Tout commence par un jardin. Où l’on converse avec ce qui nous précède et qu’on ne voit plus.

Enveloppant la morte qui se cachait dans les buissons et les fleurs, esquissant une auréole au-dessus de l’ombre, une sainte y planait-elle aussi. Elle m’a accompagné tout au long de mon enfance – et même bien avant que je naisse. Je ne prononce pas son nom sans craindre les sarcasmes. Ou des haussements de sourcils. Je dis sainte au sens que lui donnent les catholiques ; mais je la décanonise, imitant d’autres avant moi, pour la tutoyer comme quelqu’un de la famille. Aujourd’hui encore, je ne peux lire certains de ses textes ou les paroles qu’on a retranscrites à la toute fin de sa vie sans être bouleversé. J’ai tôt senti que son monde intérieur s’apparentait au mien. Il ne s’agissait pas de nos croyances, car je ne partage pas les siennes, mais de cette tension amoureuse vers un invisible visage. Je pensais parfois : Tu es donc une sorte de sœur. Le lien entre nous était toutefois plus compliqué. Un saint, quel que soit le milieu où il ou elle émerge, est aussi cela : une indocile figurine avec laquelle converser de notre propre vie, pour y lire des signes qu’on n’est pas seul à être ce qu’on croit. D’autres jouent ce rôle et viennent à notre aide, artistes ou saints laïcs – de ces intransigeants qui, comme elle le jour de sa mort, s’inquiètent souvent de dire : Il me semble que je n’ai jamais cherché que la vérité.
Le temps des dévotions et des moqueries passé, relisant un jour l’histoire de son âme, je me suis reconnu en elle enfant. Ce fut un choc. Comme elle, j’avais été séparé nourrisson de ma mère ; ma grand-mère s’était occupée de moi. À l’âge où la sainte perdit sa mère, je perdis ma grand-mère. De lutin bavard, j’étais devenu taciturne ; la mort de sa mère la rendit timide et réservée. Pourquoi adolescent, presque à l’âge où elle est entrée au noviciat, ai-je songé au monastère ? Je ne savais pas ce que j’y venais chercher. Ni un retrait du monde, ni une communauté, ni Dieu en quoi je ne croyais plus. J’y découvris qu’écrire m’ouvrirait ce non-lieu qui semblait m’attirer. Dès lors, littérature et sainteté ont eu en moi un improbable rendez-vous. À trente ans, j’ai dû rester allongé une année dans un lit.
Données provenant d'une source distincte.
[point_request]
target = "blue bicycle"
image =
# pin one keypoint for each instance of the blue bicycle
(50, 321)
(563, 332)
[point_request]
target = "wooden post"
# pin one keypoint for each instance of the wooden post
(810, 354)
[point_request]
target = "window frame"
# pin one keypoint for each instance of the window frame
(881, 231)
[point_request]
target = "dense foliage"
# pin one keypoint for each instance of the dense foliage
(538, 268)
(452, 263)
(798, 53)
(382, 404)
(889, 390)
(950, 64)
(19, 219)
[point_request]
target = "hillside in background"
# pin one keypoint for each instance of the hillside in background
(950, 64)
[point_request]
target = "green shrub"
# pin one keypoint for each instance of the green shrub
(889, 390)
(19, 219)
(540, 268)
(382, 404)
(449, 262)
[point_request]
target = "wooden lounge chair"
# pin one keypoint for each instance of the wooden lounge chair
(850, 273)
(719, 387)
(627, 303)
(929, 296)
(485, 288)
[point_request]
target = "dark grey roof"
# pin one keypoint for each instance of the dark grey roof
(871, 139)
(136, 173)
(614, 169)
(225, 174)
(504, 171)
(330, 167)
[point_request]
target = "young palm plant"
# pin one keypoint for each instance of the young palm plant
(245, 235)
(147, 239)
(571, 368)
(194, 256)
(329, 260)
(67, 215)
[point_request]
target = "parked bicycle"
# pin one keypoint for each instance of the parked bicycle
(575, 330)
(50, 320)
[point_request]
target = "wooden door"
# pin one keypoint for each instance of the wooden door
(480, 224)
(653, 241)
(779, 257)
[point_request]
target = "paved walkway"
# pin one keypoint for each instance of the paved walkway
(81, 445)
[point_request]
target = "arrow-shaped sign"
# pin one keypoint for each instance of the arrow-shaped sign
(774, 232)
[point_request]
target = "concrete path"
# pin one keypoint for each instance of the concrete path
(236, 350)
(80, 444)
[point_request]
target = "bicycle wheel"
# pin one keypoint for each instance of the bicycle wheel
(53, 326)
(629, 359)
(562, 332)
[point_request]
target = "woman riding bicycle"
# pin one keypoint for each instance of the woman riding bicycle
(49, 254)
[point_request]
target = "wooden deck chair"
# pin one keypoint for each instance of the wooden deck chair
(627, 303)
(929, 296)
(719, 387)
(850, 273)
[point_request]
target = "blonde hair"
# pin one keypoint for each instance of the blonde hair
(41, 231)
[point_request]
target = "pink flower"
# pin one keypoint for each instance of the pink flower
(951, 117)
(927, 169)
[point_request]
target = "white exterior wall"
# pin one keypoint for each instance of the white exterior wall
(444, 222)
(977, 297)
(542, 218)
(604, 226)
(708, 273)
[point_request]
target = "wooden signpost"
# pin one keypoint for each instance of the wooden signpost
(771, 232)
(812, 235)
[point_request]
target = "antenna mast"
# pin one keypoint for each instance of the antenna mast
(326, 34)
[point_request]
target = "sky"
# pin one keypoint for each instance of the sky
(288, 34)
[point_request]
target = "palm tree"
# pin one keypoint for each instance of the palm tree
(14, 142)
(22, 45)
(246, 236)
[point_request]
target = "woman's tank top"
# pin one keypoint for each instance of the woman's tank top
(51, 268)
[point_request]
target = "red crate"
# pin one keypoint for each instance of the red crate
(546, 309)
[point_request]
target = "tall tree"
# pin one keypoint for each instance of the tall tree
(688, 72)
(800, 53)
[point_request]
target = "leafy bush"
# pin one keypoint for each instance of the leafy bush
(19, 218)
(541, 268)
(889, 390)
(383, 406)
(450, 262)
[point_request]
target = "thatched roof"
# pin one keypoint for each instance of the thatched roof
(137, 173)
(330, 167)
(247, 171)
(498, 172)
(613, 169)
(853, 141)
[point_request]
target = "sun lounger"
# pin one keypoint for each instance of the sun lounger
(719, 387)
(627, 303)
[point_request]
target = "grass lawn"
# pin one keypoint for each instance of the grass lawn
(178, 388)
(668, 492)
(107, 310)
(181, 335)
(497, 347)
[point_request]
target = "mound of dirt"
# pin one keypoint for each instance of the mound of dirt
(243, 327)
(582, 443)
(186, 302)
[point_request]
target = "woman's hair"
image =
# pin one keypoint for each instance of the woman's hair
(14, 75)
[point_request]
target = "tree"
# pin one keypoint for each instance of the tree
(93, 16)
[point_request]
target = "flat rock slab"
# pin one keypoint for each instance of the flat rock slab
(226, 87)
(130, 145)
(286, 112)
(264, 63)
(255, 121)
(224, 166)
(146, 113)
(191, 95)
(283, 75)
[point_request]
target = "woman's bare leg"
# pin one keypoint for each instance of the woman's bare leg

J’y ai vu ma mort de près et aussi l’amour de ceux qui se sont occupés de moi. J’en suis revenu. Elle, c’est la tuberculose qui la rongeait. Des mois d’agonie. Et pire peut-être : tout ce à quoi elle avait cru s’était éclipsé. Un grand massacre avait dévasté sa volière intérieure. Les êtres surnaturels, et les morts aimés, ne faisaient plus sentir leur présence. Le ciel s’était brouillé. Elle entendait une voix venue du fond d’elle-même répéter : Il n’y a que le néant. Rien, rien, il n’y a rien après. J’avais vécu de tels assauts. De cela personne ne peut vous soigner durablement, et je ne crois pas qu’on en guérisse. Une chose est de ne croire en rien quand la pleine santé nous sourit, une autre d’entendre malade une voix assénant que la glissade se termine dans la fosse sans double-fond des tombes. Avait-elle soupçonné que Dieu est cette béance où l’on finit par sombrer ? Sans oser rien espérer de plus. Sans rien pouvoir léguer que la dignité d’affronter la peur du néant. Sans rien découvrir de plus beau que la joie à ne pas cesser d’aimer.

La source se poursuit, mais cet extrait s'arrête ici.